Dr. Rajeswaran is credited with being the first in the country to bring this treatment modality to India. The following is a case study of a patient with Alcohol dependence syndrome and his experience with Neurofeedback. The patient reported several reasons for his current lapse into drinking. The precipitating factor was the loss of his friend in a drowning accident. This incident also incited severe fear in the patient especially when he found himself alone. He began to avoid large water bodies like rivers or going to beaches. The patient began to use alcohol to cope with this fear and recurrent memories of his friend. The patient's alcohol dependence also affected interpersonal relationships, particularly with his girlfriend. This led to an increase in alcohol consumption. The patient stopped working regularly, had poor social interaction, lack of confidence, decreased sleep and appetite. He had to be admitted against his will by family members.
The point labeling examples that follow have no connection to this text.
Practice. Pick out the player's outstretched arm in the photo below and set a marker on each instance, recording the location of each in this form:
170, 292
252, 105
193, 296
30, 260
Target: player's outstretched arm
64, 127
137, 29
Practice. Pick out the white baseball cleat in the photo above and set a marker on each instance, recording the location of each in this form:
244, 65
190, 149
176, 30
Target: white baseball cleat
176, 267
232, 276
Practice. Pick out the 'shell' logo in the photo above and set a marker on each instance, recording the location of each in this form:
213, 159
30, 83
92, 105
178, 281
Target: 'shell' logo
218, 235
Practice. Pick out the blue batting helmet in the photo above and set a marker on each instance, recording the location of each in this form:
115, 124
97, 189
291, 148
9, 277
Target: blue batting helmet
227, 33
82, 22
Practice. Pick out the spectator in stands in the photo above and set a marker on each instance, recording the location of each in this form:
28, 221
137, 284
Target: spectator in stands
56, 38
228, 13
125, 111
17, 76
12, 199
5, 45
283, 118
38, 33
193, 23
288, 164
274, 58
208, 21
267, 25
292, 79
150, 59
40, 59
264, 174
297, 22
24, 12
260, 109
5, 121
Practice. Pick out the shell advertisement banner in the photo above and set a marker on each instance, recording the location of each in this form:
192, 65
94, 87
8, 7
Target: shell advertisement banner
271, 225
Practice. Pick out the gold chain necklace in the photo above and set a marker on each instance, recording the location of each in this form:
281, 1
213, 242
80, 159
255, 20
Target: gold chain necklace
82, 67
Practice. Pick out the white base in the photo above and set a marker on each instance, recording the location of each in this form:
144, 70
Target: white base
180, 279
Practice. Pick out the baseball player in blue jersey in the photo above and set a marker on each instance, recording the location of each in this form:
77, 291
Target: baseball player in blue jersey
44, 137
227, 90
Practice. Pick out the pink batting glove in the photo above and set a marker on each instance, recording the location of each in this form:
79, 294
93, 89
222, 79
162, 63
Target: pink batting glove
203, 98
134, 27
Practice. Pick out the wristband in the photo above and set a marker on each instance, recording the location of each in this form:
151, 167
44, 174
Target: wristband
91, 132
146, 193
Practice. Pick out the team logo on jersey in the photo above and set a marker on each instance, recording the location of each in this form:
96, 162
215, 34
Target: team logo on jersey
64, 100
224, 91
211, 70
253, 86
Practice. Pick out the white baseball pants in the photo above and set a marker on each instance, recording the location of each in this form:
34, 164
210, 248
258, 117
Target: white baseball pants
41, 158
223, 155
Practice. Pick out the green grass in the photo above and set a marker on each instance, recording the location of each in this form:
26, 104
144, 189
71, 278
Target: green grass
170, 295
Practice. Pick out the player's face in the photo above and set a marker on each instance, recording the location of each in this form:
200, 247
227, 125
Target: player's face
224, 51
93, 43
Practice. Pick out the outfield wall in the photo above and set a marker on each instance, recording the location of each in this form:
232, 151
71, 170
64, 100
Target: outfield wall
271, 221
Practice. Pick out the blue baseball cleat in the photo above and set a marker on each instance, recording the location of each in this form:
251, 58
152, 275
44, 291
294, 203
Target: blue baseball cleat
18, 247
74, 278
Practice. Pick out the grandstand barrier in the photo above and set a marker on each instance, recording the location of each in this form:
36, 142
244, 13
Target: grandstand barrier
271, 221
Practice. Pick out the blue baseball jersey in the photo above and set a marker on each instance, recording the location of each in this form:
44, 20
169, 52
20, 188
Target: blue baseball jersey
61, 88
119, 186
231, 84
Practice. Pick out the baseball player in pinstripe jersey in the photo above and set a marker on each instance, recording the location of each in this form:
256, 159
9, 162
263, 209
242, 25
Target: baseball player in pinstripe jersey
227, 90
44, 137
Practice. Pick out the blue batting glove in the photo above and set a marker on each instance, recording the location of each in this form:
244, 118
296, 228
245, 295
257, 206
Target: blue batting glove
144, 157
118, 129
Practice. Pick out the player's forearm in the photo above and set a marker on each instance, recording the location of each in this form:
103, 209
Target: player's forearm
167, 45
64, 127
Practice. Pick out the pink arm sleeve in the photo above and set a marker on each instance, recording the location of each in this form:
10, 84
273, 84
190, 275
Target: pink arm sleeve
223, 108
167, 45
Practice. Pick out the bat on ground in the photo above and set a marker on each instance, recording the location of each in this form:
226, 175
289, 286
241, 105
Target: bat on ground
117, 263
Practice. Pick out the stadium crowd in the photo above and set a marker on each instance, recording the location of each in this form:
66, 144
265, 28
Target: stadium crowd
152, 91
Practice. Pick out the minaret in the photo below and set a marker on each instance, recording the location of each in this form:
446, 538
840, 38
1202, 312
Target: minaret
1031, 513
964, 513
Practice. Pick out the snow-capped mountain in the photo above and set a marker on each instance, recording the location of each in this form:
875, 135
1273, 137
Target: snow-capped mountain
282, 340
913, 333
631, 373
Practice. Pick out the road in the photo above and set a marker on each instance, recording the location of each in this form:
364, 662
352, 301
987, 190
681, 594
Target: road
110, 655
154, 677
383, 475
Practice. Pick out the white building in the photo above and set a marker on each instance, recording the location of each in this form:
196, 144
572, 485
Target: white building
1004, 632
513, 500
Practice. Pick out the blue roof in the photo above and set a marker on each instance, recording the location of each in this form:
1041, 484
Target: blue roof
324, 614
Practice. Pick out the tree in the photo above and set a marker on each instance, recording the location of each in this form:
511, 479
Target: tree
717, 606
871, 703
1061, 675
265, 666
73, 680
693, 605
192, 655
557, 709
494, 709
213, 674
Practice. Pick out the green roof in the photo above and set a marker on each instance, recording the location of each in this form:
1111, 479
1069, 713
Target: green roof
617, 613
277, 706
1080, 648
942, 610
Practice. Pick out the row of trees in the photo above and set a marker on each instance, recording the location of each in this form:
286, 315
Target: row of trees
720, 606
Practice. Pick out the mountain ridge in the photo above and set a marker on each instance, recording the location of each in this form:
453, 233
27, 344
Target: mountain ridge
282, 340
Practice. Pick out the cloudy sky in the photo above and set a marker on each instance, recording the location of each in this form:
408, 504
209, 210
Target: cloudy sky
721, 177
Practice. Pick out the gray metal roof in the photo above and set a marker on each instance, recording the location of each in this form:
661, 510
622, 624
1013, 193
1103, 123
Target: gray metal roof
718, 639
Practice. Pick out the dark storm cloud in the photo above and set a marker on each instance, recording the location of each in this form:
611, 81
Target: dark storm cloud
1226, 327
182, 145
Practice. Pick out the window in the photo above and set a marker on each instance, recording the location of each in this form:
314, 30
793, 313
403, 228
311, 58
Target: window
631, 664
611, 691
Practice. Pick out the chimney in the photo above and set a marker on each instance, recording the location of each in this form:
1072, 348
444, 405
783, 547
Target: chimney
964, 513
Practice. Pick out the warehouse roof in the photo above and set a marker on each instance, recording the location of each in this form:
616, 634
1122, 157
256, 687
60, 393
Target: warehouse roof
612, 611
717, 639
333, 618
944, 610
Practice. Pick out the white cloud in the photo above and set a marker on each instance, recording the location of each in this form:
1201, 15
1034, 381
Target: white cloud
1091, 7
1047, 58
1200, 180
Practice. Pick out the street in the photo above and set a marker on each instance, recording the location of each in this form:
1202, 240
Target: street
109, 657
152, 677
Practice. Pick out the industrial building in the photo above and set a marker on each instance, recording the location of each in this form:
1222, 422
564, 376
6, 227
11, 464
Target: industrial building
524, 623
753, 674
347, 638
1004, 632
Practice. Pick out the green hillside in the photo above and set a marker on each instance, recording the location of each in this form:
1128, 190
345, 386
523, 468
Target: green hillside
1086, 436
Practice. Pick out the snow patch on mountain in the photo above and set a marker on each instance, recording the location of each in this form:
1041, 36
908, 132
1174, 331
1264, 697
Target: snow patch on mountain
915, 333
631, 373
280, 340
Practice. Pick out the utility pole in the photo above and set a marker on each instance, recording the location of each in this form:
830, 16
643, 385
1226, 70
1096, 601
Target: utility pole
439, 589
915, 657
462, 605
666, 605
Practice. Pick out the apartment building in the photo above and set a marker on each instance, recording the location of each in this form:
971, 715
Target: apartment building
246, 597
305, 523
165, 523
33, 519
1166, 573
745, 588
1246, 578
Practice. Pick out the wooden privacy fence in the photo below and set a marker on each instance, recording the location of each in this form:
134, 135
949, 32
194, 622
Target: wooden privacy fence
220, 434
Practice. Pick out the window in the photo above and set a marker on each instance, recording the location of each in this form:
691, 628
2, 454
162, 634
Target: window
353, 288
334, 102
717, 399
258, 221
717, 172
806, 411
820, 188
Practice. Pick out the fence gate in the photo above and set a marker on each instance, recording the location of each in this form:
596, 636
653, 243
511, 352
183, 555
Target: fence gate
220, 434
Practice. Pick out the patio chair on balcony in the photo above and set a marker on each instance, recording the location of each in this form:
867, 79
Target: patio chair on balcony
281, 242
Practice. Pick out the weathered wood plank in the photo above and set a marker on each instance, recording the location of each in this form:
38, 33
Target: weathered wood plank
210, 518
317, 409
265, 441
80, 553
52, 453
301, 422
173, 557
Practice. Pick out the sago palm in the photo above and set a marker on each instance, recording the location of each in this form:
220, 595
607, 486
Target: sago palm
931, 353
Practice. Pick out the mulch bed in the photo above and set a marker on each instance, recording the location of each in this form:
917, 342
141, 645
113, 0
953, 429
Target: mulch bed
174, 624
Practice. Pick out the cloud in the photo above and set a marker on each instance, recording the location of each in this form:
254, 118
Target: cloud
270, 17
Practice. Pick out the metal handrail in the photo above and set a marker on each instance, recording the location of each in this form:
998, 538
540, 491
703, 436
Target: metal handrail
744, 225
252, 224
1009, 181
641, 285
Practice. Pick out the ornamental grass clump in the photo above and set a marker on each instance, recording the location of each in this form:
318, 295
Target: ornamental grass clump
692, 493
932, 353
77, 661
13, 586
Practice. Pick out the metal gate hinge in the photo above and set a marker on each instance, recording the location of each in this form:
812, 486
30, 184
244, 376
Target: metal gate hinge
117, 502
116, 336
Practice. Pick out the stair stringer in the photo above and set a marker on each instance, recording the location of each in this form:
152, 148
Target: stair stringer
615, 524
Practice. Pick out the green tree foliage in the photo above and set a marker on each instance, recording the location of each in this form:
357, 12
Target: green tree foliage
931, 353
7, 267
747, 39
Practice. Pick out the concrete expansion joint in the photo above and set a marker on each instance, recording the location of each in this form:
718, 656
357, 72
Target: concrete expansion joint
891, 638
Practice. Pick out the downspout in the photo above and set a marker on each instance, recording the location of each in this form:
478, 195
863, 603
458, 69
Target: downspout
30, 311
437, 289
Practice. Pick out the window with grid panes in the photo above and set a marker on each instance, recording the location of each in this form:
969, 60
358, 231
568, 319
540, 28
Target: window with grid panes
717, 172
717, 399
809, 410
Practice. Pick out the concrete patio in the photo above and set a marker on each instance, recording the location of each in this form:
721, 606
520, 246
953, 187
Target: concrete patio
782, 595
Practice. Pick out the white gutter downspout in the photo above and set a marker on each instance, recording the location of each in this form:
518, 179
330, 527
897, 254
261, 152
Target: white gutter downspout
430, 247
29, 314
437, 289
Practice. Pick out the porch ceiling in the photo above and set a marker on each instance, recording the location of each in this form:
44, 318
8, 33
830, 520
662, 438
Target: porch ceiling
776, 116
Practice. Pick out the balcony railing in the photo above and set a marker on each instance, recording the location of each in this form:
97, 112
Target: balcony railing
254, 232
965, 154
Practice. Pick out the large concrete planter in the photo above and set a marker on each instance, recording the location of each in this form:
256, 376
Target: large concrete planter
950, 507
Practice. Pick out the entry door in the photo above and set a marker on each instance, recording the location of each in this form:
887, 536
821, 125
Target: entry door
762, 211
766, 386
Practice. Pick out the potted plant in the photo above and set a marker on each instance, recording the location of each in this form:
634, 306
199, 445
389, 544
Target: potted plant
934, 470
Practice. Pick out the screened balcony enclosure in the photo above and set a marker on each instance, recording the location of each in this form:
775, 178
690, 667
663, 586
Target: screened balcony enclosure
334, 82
The patient had been admitted twice in the past and his maximum period of abstinence was two weeks. EEG Neurofeedback training began after the pre-assessment of neuropsychological functions and baseline QEEG recording. The patient attended the sessions regularly. During the third session, the patient broke down and began to cry. This was accompanied by physiological arousal and palpitations, sweating and tremors. He reported memories of his friend's death and loss of relationship with girlfriend. The patient described vivid imagery and feelings associated with painful early experiences. The unlocking of repressed memories is commonly seen in alpha/theta training[16]. After the fifth session, the patient subjectively reported a reduction in stress levels and an increase in motivation to participate in the EEG Neurofeedback sessions. By the third week, the patient was able to relax and reported an increase in confidence levels as well as a decrease in rumination about his friend as well as girlfriend. During the one month follow up post intervention, the patient had remained abstinent for a month. He had also begun gainful employment as an auto driver again. The patient continued to maintain abstinent 6 months following the intervention, indicating the permanence of the initial gains of the intervention. The following tables reflect the pre to post intervention changes in Patient V.R.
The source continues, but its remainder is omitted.